Europacity, après le débat public

Le débat public sur Europacity a pris fin. Le site de la Commission a donc publié un bilan. Celui-ci ressemble plutôt à un catalogue des questions posées au maître d'ouvrage et des différents points de vue exposés (cahiers d'acteurs, délibération des collectivités locales, avis individuels) relevés semaine par semaine.

Pour répondre à ce bilan, nous préférons, pour notre part, nous appuyer sur le travail de romain accompli par Frank Deboise, qui, par deux fois, a analysé les opinions exprimées par les pour et les contre, suivant une méthodologie explicitée dans sa première contribution.
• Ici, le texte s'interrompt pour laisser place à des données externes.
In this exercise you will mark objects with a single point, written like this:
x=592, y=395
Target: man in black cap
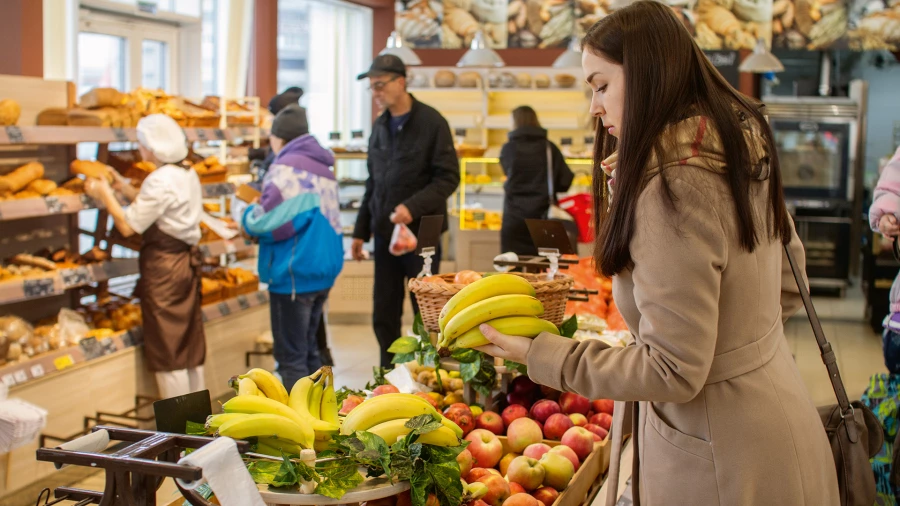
x=413, y=170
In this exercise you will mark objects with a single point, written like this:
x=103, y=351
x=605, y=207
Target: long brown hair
x=668, y=78
x=525, y=116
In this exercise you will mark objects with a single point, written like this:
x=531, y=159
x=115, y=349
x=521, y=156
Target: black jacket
x=421, y=171
x=527, y=196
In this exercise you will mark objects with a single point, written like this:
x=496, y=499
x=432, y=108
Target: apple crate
x=587, y=480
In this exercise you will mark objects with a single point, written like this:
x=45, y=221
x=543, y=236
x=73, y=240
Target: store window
x=341, y=36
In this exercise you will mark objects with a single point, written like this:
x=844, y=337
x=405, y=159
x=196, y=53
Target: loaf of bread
x=21, y=177
x=102, y=97
x=9, y=112
x=41, y=186
x=53, y=116
x=90, y=168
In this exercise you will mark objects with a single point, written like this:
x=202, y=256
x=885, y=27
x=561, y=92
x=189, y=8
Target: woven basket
x=433, y=296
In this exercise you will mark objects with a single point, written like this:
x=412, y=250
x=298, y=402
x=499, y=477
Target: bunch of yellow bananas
x=306, y=418
x=386, y=415
x=503, y=301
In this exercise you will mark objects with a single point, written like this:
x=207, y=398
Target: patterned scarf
x=697, y=143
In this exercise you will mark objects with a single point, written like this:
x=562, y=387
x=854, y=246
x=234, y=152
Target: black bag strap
x=828, y=356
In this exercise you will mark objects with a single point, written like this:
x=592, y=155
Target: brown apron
x=170, y=302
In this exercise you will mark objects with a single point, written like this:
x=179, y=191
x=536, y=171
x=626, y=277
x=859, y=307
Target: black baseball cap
x=385, y=64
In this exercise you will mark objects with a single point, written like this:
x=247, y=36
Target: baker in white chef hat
x=166, y=211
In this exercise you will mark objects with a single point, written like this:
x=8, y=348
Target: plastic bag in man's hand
x=402, y=240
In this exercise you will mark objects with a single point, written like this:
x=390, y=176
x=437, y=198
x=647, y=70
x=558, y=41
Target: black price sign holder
x=428, y=238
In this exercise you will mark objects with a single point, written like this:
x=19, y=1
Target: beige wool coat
x=722, y=414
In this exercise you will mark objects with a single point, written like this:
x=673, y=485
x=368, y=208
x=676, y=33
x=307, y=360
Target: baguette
x=90, y=168
x=21, y=177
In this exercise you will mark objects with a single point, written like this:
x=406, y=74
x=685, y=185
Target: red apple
x=490, y=421
x=536, y=451
x=542, y=410
x=580, y=440
x=428, y=398
x=550, y=393
x=578, y=419
x=513, y=412
x=466, y=462
x=567, y=452
x=603, y=406
x=518, y=398
x=521, y=500
x=521, y=433
x=558, y=470
x=505, y=462
x=498, y=489
x=527, y=472
x=546, y=495
x=573, y=403
x=598, y=430
x=602, y=419
x=385, y=389
x=349, y=403
x=485, y=447
x=557, y=425
x=523, y=384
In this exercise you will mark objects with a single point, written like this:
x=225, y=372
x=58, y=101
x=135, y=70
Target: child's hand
x=888, y=226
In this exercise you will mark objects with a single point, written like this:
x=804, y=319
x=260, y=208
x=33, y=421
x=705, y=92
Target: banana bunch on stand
x=504, y=301
x=263, y=409
x=387, y=415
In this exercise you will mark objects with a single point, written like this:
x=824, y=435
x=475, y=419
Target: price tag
x=40, y=287
x=37, y=371
x=15, y=135
x=120, y=135
x=63, y=362
x=79, y=276
x=54, y=206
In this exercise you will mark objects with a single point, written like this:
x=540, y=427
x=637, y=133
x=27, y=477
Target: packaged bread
x=9, y=112
x=90, y=168
x=53, y=116
x=21, y=177
x=444, y=79
x=41, y=186
x=102, y=97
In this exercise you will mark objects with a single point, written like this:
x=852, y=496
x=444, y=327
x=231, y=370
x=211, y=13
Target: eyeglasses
x=379, y=85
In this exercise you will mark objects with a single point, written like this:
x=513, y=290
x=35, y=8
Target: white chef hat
x=163, y=137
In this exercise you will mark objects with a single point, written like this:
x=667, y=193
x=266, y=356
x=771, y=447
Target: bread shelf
x=58, y=281
x=13, y=135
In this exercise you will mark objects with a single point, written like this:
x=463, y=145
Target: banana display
x=503, y=301
x=263, y=409
x=386, y=415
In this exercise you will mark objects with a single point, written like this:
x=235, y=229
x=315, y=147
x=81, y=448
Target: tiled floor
x=858, y=350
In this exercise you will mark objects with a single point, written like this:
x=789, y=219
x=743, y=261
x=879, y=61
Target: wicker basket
x=432, y=296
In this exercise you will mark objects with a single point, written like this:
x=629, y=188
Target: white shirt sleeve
x=153, y=200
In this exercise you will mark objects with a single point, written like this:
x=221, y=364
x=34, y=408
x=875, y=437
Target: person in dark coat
x=527, y=194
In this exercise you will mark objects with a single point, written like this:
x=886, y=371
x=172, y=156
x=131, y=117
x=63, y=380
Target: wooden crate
x=587, y=479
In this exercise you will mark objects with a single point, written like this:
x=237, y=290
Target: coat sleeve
x=444, y=174
x=678, y=259
x=790, y=292
x=562, y=174
x=363, y=228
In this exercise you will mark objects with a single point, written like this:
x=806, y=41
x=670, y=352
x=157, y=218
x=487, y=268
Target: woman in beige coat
x=691, y=225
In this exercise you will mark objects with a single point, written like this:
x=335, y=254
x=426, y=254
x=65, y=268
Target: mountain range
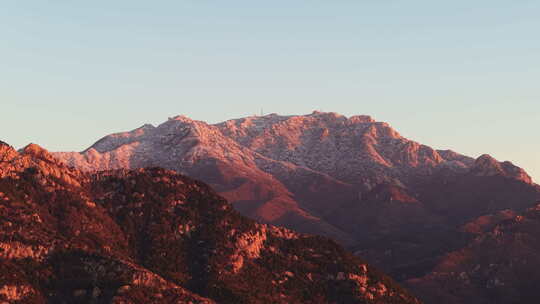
x=154, y=236
x=429, y=218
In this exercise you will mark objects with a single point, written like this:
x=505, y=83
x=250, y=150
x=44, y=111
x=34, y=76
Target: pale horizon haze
x=452, y=75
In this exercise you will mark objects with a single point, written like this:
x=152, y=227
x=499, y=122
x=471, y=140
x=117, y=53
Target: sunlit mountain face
x=154, y=236
x=406, y=207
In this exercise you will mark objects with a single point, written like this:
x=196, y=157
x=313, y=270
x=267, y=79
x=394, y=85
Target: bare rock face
x=400, y=204
x=486, y=165
x=154, y=236
x=499, y=266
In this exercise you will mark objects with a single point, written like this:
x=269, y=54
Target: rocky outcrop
x=400, y=204
x=154, y=236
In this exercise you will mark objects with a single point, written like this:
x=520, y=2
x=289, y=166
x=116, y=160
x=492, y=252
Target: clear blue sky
x=451, y=74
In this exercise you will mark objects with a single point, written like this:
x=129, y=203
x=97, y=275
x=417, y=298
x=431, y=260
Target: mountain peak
x=486, y=165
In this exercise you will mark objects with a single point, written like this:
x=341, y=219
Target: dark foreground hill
x=154, y=236
x=399, y=204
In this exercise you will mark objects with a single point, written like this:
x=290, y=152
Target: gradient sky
x=457, y=74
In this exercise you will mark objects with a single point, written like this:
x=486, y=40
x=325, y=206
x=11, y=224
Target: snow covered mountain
x=395, y=201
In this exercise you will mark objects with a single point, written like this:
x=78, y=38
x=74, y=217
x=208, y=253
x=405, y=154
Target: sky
x=460, y=75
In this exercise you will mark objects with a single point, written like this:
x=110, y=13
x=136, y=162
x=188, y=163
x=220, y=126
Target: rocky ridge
x=154, y=236
x=400, y=204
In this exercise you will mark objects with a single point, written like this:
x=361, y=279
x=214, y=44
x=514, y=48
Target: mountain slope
x=396, y=202
x=153, y=236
Il ressort de cette première contribution que :
- Parmi les opinions clairement exprimées, réparties en trois groupes "particuliers" (87), "collectifs" (11) et "collectivités territoriales" (6), une écrasante majorité (73%) est contre le projet. Le seul groupe où les "pour" sont plus nombreux sont les collectivités territoriales.
- Les motifs avancés sont listés et dotés d'un score en fonction de leur fréquence. Il y a beaucoup d'arguments pour lesquels les "pour" n'ont aucune réponse à donner, notamment sur des questions aussi importantes que l'utilisation de l'argent public, la sauvegarde des terres agricoles, l'absence de plan d'urbanisme, les accusations de débat faussé, l'évaluation du risque commercial et financier, les nuisances aériennes.

La deuxième contribution de Frank Deboise, rédigée le 7 juillet, reprend la méthodologie affichée dans la première, reporte à celle-ci pour ce qui est des thèmes qui sont restés les mêmes et dresse des tableaux synthétiques qui rendent compte des résultats. Il en ressort :
- que sur les 164 contributeurs (121 particuliers, 29 associations, syndicats et partis politiques, 14 collectivités locales), l'opposition exprimée au projet Europacity se renforce encore : à une écrasante majorité, les participants se prononcent contre (130, soit 79%). L'opposition vient en grande majorité des particuliers (80%) et des associations (84%), mais il est à noter que les collectivités locales, en majorité favorables au projet dans le premier bilan, sont aujourd'hui majoritairement opposées (57%). Un regard sur les contributions montre qu'une des préoccupations principalse de ces collectivités locales est la destruction d'emplois sur leur territoire et marque l'opposition entre les collectivités du 95, majoritairement favorables au projet, et celles du 93, majoritairement opposées, ce qui accrédite l'idée d'une guerre entre territoires cristallisée autour du projet Europacity.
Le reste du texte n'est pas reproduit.